If you run Spark standalone distro on IBM Storage Scale FPO, refer the Tuning for IBM Storage Scale FPO section.

If you run Spark standalone distro on IBM Storage Scale System, no need to tune further.

If you take Hadoop distro (for example, HortonWorks HDP), it is recommended to take IBM Storage Scale HDFS Transparency.

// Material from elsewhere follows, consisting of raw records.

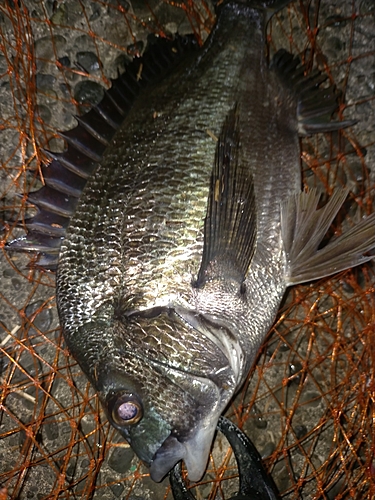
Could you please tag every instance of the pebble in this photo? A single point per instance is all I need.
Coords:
(88, 92)
(88, 61)
(120, 459)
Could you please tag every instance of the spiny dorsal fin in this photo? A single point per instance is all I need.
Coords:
(230, 224)
(67, 174)
(303, 228)
(315, 103)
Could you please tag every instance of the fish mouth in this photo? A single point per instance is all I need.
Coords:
(194, 452)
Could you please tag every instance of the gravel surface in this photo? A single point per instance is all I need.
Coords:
(304, 405)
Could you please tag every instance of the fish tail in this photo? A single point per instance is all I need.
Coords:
(303, 228)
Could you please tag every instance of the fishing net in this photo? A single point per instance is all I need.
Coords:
(308, 403)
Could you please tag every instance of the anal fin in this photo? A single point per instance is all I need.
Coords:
(303, 228)
(316, 104)
(230, 224)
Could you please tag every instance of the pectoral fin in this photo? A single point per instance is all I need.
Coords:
(230, 224)
(303, 228)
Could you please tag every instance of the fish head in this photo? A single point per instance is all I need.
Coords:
(164, 389)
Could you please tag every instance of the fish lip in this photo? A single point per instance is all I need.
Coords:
(194, 451)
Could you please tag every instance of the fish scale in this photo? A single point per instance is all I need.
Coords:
(188, 233)
(147, 266)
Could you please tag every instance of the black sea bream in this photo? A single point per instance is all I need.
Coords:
(190, 230)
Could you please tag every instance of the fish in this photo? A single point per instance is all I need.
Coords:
(192, 224)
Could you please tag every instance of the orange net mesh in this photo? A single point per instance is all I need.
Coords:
(308, 404)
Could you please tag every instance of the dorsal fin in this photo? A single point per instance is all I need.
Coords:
(230, 224)
(316, 104)
(67, 174)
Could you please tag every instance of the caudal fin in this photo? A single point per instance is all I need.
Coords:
(303, 228)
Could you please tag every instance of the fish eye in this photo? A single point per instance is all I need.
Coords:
(125, 409)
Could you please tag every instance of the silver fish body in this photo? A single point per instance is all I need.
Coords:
(164, 339)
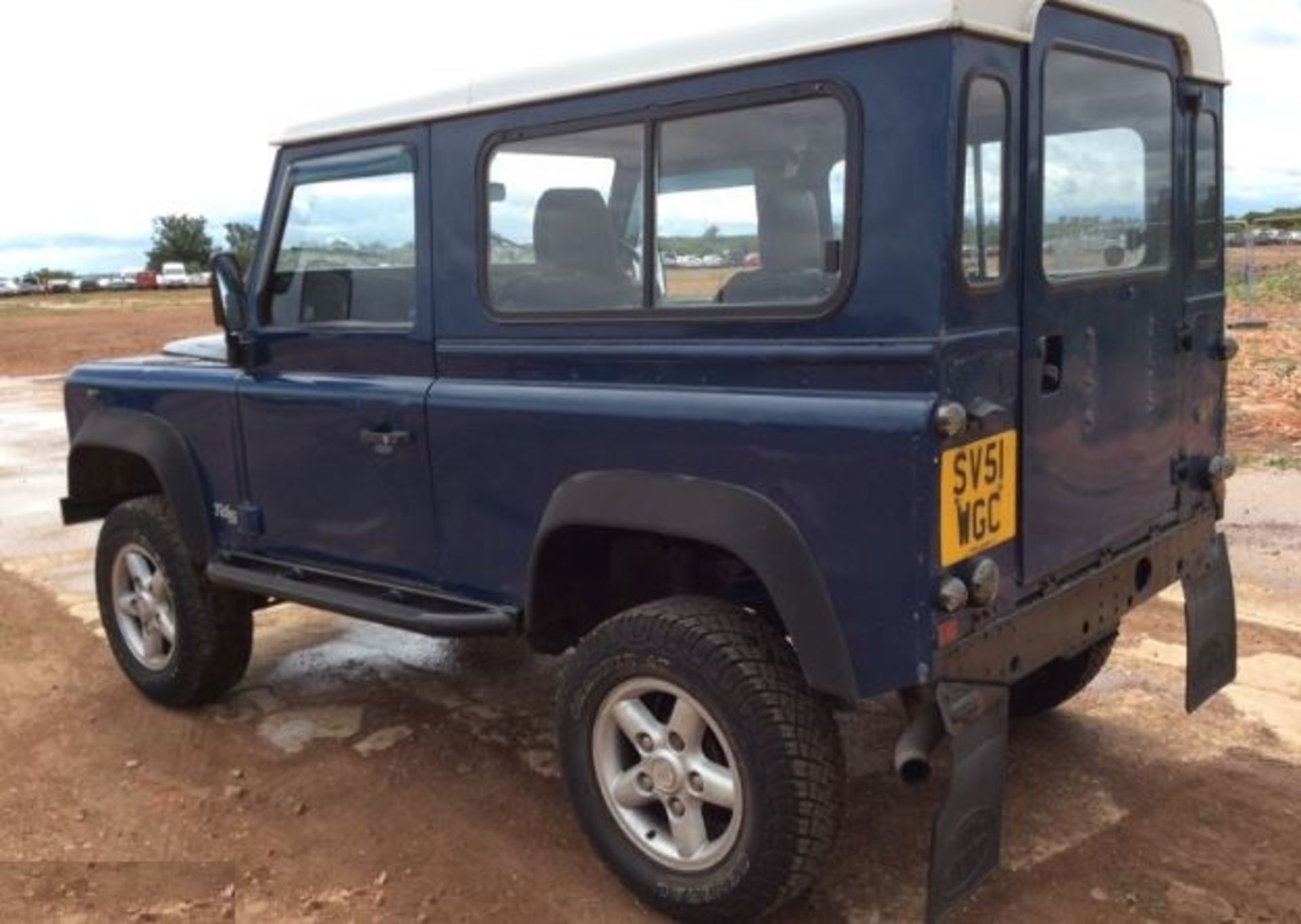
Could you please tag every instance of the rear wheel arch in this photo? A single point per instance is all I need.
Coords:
(117, 456)
(695, 531)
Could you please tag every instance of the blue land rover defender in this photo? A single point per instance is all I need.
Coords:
(877, 349)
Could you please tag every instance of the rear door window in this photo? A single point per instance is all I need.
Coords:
(984, 176)
(1210, 240)
(1107, 167)
(346, 254)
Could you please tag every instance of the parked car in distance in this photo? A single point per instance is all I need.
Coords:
(173, 276)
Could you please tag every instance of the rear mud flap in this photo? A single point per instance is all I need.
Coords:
(1210, 618)
(968, 831)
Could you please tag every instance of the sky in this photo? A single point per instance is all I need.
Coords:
(115, 114)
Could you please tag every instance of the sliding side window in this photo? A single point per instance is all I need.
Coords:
(747, 207)
(565, 222)
(346, 255)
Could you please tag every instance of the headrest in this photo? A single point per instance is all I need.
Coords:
(573, 230)
(789, 232)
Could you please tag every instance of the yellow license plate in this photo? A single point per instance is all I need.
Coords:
(977, 497)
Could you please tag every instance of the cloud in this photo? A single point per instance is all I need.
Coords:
(150, 107)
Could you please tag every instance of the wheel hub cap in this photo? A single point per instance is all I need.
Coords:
(667, 775)
(144, 608)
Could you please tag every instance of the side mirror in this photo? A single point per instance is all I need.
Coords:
(229, 301)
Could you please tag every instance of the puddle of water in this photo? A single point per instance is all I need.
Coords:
(294, 729)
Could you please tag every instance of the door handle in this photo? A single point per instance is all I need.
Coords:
(384, 442)
(1052, 353)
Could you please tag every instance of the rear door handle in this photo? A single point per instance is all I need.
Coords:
(384, 442)
(1052, 354)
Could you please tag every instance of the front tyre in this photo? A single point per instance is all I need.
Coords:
(179, 639)
(705, 772)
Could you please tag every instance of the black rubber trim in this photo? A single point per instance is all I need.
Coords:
(738, 520)
(158, 443)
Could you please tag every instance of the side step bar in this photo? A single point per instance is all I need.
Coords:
(417, 610)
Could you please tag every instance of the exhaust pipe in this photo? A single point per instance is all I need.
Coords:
(920, 738)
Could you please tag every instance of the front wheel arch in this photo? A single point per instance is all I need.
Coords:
(117, 456)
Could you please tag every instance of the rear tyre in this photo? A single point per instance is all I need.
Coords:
(1054, 684)
(704, 771)
(179, 639)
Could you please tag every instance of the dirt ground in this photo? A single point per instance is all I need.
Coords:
(52, 333)
(360, 774)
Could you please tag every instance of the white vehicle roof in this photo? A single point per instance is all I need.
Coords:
(816, 25)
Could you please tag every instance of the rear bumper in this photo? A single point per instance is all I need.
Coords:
(1076, 613)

Refer the System tuning and HDFS Transparency Tuning sections.

At Spark level, the following two should be tuned to make Spark work well on IBM Storage Scale:

Configuration Default value Recommended value
spark.shuffle.file.buffer

($SPARK_HOME/conf/spark-defaults.conf)

32K IBM Storage Scale data blocksize

spark_shuffle_file_buffer=$(/usr/lpp/mmfs/bin/mmlsfs <filesystem_name> -B | tail -1 | awk ' { print $2} ')

If the blocksize of file system is larger than 2MB, configure 2MB for spark.shuffle.file.buffer.

spark.local.dir

Note: This configuration will be overridden by either of the following environment variables set by the cluster manager:
  • SPARK_LOCAL_DIRS (Standalone)
  • MESOS_SANDBOX (Mesos)
  • LOCAL_DIRS (YARN)
/tmp Configure the local directory for this (not configure this with IBM Storage Scale directory).
spark.hadoop.mapreduce.fileoutputcommitter.algorithm.version 1 Changing this into 2 can make Spark job commit fast.

As for other tuning for Spark, refer Spark configuration and Tuning Spark for Spark level tuning.